Springing from that artistic fervor comes Wickman's desire to teach. From a young age, the budding artist was attracted to both art and teaching. Her older sister pursued a career as an artist and mentored Wickman's artistic growth throughout high school. In kind, Wickman tutored her younger sister's friends in art. Wickman's love for teaching gained momentum while she was a graduate student at the University of Colorado at Boulder and taught undergraduate art students.
"Teaching acts as a great counterbalance to working as an artist," Wickman said. "Artists work in isolation in their studios. Teaching, on the other hand, allows me to bounce ideas off of others, to be constantly stimulated and challenged."
To spread her love of art to an even larger audience, Wickman took on the role of director of UCLA's ArtsBridge program in 1999. ArtsBridge gives scholarships to UCLA undergraduate and graduate students to teach art programs in K-12 classrooms throughout the Los Angeles Unified School District. Low-performing, inner-city schools without arts programs are given priority. The UCLA students conduct workshops alongside supervising instructors in the areas of architecture, dance, design, ethnomusicology, music and performing and visual arts.
In operation for two years, ArtsBridge has reached more than 3,000 schoolchildren.
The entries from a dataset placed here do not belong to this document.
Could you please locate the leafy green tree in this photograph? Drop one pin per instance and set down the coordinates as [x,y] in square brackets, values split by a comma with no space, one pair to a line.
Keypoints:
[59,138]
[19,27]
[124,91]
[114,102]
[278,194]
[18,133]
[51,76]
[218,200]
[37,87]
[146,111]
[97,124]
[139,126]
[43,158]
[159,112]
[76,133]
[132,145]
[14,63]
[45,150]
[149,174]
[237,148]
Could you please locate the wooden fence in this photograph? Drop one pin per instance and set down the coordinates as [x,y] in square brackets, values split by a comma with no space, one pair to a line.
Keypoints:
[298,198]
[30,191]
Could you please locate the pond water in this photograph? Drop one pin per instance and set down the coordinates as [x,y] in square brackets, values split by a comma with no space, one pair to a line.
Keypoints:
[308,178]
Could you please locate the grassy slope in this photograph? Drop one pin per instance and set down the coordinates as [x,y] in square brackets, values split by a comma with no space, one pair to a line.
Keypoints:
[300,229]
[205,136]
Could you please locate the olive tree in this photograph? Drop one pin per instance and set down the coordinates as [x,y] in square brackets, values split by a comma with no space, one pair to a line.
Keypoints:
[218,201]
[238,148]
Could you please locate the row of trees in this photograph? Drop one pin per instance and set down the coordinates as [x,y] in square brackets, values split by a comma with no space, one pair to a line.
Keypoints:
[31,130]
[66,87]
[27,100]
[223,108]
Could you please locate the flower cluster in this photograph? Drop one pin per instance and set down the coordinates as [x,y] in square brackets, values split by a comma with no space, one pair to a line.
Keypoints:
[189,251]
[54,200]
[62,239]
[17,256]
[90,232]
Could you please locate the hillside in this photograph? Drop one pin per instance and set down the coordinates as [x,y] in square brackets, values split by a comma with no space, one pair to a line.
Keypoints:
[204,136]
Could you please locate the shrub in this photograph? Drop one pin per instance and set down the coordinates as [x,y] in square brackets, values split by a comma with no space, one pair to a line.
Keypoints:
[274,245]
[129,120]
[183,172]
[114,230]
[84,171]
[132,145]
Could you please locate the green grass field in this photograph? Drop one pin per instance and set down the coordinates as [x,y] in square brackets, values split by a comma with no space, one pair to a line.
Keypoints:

"I don't think enough people appreciate the great benefits of art for children," Wickman said. "Art expands a child's critical thinking skills. It teaches one to think less linearly and in less structured modes of thought."
Through the program, administrators hope not only to raise test scores in low-performing schools, but also to expose students to teaching as a possible career so that someday they — like Wickman — might express their passion through their work.